1) Neuronal uptake and photoactivation of 3a-pffs. A) Internalized 3a-pffs (green) in neurons stained with Trypan Blue (blue). White dotted box is zoomed in to show B) pre- and C) post-activation of single endosome/lysosome containing 3a-pffs in white bracket. 2) Sequential activation of internalized 3a-pffs in white brackets. Pre-activation (D-G), first post-activation (H-K), and second activation (L-O) are shown in merged, blue (561ex/Cy5), red (488ex/Cy5), and green (488ex/FITC) channels from left to right. 3) Merged images of differential interference contrast (DIC), green and red channels are shown. P) 3a-pffs under yellow triangle was irradiated and zoomed in (white dotted box) to Q-T) track 3a-pffs over 3 h. Scale bars are 10 μm. See Supporting Information (S.I.) for details.

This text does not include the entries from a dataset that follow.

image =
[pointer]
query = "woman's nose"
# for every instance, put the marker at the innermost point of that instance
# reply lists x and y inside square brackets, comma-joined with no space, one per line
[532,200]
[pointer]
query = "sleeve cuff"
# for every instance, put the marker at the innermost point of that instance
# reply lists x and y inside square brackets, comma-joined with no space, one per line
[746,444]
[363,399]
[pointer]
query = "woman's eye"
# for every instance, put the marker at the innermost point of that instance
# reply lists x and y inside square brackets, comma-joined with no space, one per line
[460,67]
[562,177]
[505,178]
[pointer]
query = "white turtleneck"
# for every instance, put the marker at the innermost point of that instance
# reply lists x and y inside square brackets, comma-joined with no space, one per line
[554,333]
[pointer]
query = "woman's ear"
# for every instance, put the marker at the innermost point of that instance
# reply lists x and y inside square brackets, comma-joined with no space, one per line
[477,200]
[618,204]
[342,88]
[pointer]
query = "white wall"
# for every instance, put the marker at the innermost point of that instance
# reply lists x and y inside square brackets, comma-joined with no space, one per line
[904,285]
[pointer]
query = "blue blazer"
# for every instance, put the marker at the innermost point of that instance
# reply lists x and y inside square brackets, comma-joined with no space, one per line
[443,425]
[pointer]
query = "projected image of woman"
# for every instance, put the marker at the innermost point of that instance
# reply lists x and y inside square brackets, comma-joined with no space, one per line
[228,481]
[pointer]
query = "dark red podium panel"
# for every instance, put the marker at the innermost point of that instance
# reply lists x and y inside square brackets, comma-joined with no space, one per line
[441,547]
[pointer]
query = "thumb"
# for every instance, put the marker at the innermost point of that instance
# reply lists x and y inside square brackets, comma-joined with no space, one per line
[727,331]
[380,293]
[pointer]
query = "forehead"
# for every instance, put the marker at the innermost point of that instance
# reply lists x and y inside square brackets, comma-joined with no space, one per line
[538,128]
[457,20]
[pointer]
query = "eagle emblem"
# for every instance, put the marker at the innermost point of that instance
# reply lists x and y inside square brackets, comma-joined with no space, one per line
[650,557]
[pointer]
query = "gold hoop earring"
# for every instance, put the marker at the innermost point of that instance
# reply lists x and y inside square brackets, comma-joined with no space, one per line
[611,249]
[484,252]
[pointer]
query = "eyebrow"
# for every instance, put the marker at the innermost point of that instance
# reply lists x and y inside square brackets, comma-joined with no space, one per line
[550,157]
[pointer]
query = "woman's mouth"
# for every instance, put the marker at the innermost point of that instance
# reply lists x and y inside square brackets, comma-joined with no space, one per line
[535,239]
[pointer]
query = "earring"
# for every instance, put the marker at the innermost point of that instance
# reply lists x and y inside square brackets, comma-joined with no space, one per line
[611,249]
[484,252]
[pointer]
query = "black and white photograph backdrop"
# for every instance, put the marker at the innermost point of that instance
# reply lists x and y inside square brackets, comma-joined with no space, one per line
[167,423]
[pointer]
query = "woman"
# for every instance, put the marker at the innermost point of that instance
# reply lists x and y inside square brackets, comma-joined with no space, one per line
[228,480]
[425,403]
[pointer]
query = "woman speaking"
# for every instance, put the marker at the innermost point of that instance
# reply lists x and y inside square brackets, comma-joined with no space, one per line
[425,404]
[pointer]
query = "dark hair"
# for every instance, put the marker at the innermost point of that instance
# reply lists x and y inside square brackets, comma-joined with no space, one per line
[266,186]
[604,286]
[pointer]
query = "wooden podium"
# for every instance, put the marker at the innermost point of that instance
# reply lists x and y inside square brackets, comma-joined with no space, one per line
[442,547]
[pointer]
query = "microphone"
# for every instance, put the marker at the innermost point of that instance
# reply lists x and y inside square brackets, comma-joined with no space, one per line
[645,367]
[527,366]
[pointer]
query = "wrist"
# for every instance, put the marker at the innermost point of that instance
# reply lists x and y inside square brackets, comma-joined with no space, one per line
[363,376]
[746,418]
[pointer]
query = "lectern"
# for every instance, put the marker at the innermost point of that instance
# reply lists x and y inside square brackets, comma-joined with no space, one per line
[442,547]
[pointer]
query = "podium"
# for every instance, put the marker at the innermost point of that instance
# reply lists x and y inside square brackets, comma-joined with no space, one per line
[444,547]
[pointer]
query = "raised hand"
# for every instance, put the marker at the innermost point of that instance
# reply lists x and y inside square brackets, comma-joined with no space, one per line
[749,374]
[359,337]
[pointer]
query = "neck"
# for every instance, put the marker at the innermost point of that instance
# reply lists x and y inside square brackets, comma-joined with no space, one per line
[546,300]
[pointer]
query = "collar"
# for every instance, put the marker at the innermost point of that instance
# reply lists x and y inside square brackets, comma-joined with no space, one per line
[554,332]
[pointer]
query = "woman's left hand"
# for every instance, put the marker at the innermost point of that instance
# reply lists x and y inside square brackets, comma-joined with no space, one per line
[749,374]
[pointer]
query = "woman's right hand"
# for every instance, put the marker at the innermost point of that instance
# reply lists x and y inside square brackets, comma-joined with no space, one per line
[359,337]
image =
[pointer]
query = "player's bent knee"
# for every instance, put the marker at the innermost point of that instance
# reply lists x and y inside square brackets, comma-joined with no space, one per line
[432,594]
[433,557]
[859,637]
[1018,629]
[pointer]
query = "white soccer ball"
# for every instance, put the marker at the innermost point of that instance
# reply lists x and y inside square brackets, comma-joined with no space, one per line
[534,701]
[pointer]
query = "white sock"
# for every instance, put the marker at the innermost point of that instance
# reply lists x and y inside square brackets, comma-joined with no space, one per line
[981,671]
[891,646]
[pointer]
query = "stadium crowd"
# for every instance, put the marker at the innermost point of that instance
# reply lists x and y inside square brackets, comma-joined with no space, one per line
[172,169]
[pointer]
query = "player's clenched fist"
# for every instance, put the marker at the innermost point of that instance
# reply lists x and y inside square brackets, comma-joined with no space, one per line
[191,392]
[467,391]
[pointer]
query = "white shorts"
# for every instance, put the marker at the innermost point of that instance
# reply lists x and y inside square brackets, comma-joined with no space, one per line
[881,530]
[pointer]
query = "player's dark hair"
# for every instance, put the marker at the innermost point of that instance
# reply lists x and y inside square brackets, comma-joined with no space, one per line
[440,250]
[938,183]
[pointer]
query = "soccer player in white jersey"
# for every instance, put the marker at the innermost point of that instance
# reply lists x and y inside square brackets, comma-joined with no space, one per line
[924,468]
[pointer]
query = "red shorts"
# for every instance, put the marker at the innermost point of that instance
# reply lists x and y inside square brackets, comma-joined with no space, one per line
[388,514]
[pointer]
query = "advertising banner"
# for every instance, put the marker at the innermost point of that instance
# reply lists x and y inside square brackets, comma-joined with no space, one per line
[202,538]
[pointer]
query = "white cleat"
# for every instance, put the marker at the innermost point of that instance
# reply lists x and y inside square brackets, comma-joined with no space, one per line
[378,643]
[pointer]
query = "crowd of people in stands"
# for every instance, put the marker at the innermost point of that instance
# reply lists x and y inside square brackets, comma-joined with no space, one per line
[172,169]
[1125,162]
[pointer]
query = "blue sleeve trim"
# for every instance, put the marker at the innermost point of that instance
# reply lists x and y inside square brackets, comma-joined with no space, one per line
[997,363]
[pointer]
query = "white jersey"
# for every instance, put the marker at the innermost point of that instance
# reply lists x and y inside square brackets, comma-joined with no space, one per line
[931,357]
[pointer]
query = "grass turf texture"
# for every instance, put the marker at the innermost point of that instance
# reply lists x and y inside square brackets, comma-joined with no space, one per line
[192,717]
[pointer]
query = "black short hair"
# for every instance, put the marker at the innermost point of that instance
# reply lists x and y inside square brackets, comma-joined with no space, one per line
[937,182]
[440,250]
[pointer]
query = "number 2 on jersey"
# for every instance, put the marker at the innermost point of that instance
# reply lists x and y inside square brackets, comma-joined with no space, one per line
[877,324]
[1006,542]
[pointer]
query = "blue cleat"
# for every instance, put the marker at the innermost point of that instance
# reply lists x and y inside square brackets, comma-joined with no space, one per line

In conclusion, we have developed a clickable and photoconvertible small molecule fluorescent probe that is based on an electrocyclization/oxidation mechanism.¹⁴ The probe is water-soluble, cell-permeable, non-cytotoxic, and small in size allowing for cellular protein localization and tracking studies with minimal perturbation. The applications demonstrated here show the ability to impart precise spatiotemporal control, even in living cells for lengthy experiments of up to 8 h. Furthermore, 2a,2b is not only a precursor to azides; other molecules ready for bioconjugation can be generated by nucleophilic displacement of the iodide. Another advantage of the technology that we wish to emphasize is that the photophysical properties of a small molecule can be drastically modulated by the inclusion of electron-withdrawing or electron-donating groups,³³ therefore studies are underway to alter the CPX pre- and post-conversion spectra. Beyond the proof-of-principle demonstrations here with αS, CPX will be a valuable probe for measuring and monitoring the movement of individual biomolecules or complexes, which are essential not only for basic biology research but also for the diagnosis and treatment of disease.